Have questions about the area of a hexagon or a n-gon?

#### si2136

##### Well-Known Member
Have questions about the area of a hexagon or a n-gon?
A bit. It was liek a shuriken. You had to find the area of circle then use 180(n-2) to find the angles.

#### Mongoose528

##### Member
Depends on how the cohort goes. There were 3 others that I had to guess that were between 2 choices.
Good luck, I hope you get at least a prize.

#### Mongoose528

##### Member
Anyone else complete the intermediate?

#### worldno17

##### Active Member
Anyone else complete the intermediate?
Yeah, I did. Do you know what's the right answer for the toy soldier question?

#### Mongoose528

##### Member
Yeah, I did. Do you know what's the right answer for the toy soldier question?
Didn't get up to it :/, only had time to concentrate on the first 27 questions, I hate the short time limit. What did you get for 26/27?

#### Mongoose528

##### Member
Anyone from here doing the AIMO?

#### mathpie

##### New Member
Re: Westpac Maths Comp marathon

What did everyone get for the last 5 (free response) questions in the senior division? I couldn't get any.. lol

#### Mongoose528

##### Member
How would you solve this algebraically: A nude number is a natural number of whose digits are a factor of the number. Find all 3 digit nude numbers where no digits are repeated.
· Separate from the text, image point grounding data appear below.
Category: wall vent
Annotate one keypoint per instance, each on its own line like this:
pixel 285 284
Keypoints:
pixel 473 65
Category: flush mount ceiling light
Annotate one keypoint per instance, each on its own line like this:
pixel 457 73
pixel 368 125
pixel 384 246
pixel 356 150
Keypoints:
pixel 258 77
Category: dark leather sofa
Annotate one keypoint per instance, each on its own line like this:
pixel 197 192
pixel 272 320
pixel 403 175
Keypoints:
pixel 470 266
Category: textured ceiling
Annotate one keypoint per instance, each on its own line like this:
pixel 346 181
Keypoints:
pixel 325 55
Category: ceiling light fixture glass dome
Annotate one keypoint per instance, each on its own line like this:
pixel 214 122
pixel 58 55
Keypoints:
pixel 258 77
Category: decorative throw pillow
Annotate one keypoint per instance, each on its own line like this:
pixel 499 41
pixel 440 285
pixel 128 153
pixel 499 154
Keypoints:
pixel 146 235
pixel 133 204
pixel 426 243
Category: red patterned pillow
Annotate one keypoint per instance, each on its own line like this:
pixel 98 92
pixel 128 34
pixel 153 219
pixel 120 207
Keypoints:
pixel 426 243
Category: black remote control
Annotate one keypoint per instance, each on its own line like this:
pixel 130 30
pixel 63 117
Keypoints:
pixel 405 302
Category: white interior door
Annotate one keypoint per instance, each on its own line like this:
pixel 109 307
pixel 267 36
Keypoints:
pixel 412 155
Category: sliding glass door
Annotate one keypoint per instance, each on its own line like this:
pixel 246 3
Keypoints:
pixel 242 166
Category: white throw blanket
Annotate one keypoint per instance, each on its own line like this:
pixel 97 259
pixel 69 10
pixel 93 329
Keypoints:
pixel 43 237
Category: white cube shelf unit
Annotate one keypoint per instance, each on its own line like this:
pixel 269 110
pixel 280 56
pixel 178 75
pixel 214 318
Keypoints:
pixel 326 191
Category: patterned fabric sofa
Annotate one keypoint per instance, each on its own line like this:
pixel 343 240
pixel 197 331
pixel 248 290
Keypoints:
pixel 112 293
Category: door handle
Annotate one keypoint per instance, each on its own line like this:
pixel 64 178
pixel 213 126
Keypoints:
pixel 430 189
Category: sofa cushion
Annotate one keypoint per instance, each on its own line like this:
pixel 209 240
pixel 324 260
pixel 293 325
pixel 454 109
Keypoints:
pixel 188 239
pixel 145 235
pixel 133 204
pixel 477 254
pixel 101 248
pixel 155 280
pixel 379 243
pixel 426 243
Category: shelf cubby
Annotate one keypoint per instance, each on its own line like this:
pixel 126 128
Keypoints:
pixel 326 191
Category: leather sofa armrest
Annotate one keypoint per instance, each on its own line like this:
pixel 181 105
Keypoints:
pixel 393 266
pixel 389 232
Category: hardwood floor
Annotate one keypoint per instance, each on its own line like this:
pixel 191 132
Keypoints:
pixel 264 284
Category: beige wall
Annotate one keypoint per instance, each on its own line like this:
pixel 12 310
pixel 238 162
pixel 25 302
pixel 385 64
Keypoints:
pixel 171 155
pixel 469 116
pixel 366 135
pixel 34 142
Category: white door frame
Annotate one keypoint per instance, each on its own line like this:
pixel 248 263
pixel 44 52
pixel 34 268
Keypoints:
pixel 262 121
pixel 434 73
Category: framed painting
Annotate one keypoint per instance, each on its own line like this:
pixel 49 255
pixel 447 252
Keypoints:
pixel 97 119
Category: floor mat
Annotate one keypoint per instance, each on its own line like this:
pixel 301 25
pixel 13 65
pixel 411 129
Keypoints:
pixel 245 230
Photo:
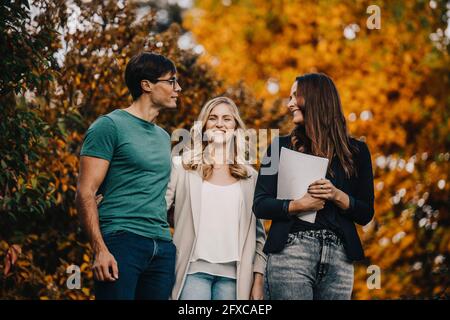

Can't seem to make in roads :/

I can solve it case by case, but I want to know a quicker way of how to do it.

#### Mongoose528

##### Member

It was something like: find how many digits are in a googolplex (10^10 to the power of 100).

I'm getting 102, because 10^100 should be 1 followed by 100 zeros right? So if that's the case, shouldn't 10 to the power of 10 to the power of 100 be 102 digits since it's 10 to the power of 1 and 100 zeros? Some people are telling me it's 101 digits.
1 followed by 100 zeros is 101 digits

101

#### si2136

##### Well-Known Member
Re: Westpac Maths Comp marathon

What did everyone get for the last 5 (free response) questions in the senior division? I couldn't get any.. lol
I'm trying to remember a q from there, can u recall all of them?